Già nella prima strofe della poesia, dove Corazzini si definisce come "un piccolo fanciullo" addirittura "che piange", prende forma la sconsacrazione della figura del poeta che può solamente offrire le sue lacrime alla divinizzazione del "Silenzio" (v.4 -poi in altra forma al v.31). Persino le "tristezze", non hanno nulla di romantico o di eroico: "sono povere tristezze comuni" (v.6); e le "gioie" talmente "semplici" da far arrossire il poeta che oggi non pensa ad altro che alla morte. Proprio la morte (vv. 9, 10, 18, 23, 49, 54 e come "sfogliarsi" al v.44) è una presenza costante nei componimenti di Corazzini, la cui vita, caratterizzata dall'isolamento e dalla malattia della tisi lo porterà a spegnersi all'età di 21 anni.
La stanchezza della malattia, della solitudine e del dolore lo porterà a dire, al verso 10: "io voglio morire"; neppure i simboli cristiani di conforto e di redenzione, della fede, che vorrebbe amare, sono ormai privi della facoltà di lenire le sue sofferenze a, addirittura, non fanno che aumentare l'angoscia del poeta. Il poeta è rassegnato "come un povero specchio" (v.16- similitudine) malinconico (altra caratteristica della poesia crepuscolare) che non può riflettere la sua stessa immagine. La terza strofe si chiude con l'anafora caratteristica di tutto il testo "non sono un poeta: sono un fanciullo", in cui viene aggiunto il tema della tristezza, del grigiore che si risolve nel desiderio di "morire".
La IV strofa riprende la tematica religiosa e della "tristezza": il poeta non può che proferire "parole così vane" (v.21), talmente inutili, da fargli venire le "lagrime" agli occhi. Lacrime che vengono sgranate come le perle di un rosario, davanti alla sua anima "sette volte dolente", allusione alla Vergine dei sette dolori, trafitta da sette spade che rappresentano i peccati capitali. Altra caratteristica della poesia di Corazzini è il concepire la vita come erranza, nella duplice valenza di vagabondare e sbagliare, peccare.

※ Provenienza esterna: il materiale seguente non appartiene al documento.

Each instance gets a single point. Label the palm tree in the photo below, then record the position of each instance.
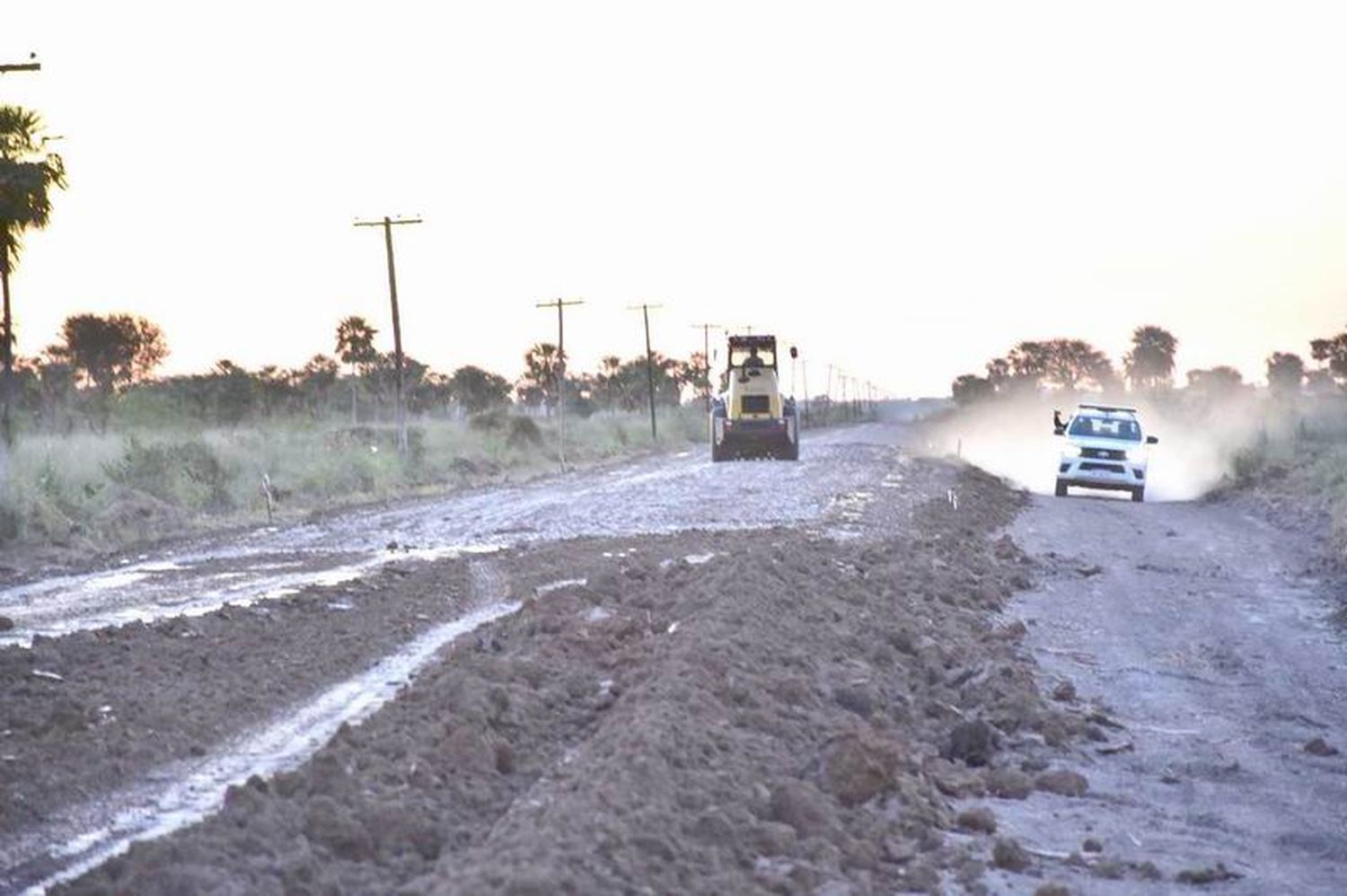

La V strofe, di soli 3 versi, è tutta votata alla metafora e alla tematica religiosa: la comunione "del silenzio" non è dissimile da quella eucaristica legata a Cristo. È un gesto quotidiano che, per il poeta, si ripete ogni giorno. I rumori sono i sacerdoti del silenzio, attraverso di questi ha potuto cercare e trovare Dio.
Tematica religiosa molto forte anche nella VI strofe: "le mani in croce"(v.33), indissolubilmente legata al ripiegamento nella sacralità della dimensione interiore e onirica dove il "piccolo e dolce fanciullo" viene "dimenticato", predato e "battuto"; qui trova i motivi oggettivi della sua sofferenza, per poterla accettare.
"Io amo la vita semplice delle cose" (v.43) è la sintesi di un'altra tematica squisitamente crepuscolare: l'amore e la predilezione verso quei piccoli oggetti dimessi e polverosi della quotidianità. Il poeta vede appassire le "passioni" e tutte le cose, "malato" (vv.47-48) com'è, muore "a poco a poco" (v.44) "ogni giorno" (v.49), "come le cose" (v.50).
Dopo un'allusione a D'annunzio, per prenderne anche le distanze e aver invocato Dio, e il suo "morire" chiude il componimento con un significativo, quanto lapidario, "così sia".